The Care Quality Commission’s newly published report Right Here, Right Now has found that people who are having a mental health crisis are not always receiving care and support when and where they need it.
It has raised concerns that public services are not working together effectively enough to ensure people get access to the help they need round the clock. At Richmond Fellowship we think the voluntary sector could make a significant contribution and are keen to work more in partnership with local agencies to provide the right support to people at the right time.
Richmond Fellowship chief executive Derek Caren said: “As a voluntary sector organisation we’re committed to playing our part in creating joined-up services that can truly provide the best possible care for people with mental health problems, especially in a crisis situation when individuals are at their most vulnerable.
“We know there is a lot of pressure on emergency and inpatient provision but at the same time we know that many individuals could be effectively supported in community settings.

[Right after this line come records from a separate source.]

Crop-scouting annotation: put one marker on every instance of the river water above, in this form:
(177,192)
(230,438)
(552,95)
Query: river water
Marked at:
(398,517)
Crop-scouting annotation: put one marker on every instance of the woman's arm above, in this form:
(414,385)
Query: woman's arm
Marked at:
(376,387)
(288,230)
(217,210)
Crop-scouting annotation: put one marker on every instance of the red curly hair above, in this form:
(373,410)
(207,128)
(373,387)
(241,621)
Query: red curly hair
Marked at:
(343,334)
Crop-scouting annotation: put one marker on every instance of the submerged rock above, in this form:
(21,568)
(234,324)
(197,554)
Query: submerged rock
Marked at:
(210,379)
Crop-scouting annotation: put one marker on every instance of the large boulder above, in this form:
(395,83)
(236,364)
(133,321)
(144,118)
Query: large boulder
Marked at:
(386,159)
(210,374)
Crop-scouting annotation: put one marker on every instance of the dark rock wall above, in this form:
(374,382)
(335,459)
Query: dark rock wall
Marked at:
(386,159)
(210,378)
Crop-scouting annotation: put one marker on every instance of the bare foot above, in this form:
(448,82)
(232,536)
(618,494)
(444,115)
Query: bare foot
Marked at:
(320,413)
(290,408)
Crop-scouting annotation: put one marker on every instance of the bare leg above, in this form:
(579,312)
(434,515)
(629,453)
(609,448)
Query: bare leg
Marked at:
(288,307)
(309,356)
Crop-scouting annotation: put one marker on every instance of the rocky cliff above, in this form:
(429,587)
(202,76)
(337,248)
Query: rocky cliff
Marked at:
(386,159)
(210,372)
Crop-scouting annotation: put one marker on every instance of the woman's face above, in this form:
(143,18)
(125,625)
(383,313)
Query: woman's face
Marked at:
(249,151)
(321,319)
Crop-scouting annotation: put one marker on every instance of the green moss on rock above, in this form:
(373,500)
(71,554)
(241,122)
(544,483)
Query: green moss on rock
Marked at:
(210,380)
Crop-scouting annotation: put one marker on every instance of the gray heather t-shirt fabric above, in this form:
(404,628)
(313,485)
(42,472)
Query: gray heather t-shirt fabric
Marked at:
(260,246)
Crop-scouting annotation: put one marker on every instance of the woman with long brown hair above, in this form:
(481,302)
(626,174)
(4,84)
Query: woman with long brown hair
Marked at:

We’re keen to forge strong partnerships with local agencies on the ground so that together we can provide effective services that meet people’s needs.”
Richmond Fellowship is a national signatory to the Crisis Care Concordat. We already run a number of crisis services across England, providing support for people in the community as either an alternative option to an admission to hospital or as a step-down between an inpatient stay and returning home. This includes services in Derbyshire and Leicestershire and we’re developing crisis services in Lincolnshire and in the North East.
We’re also running a pilot scheme with the Home Office to trial an alternative ‘place of safety’ to police custody for individuals in mental distress. It’s the first time a voluntary sector provider is working in partnership with the NHS and police to provide an alternative place of safety to give a better experience for people who are detained pending a mental health assessment.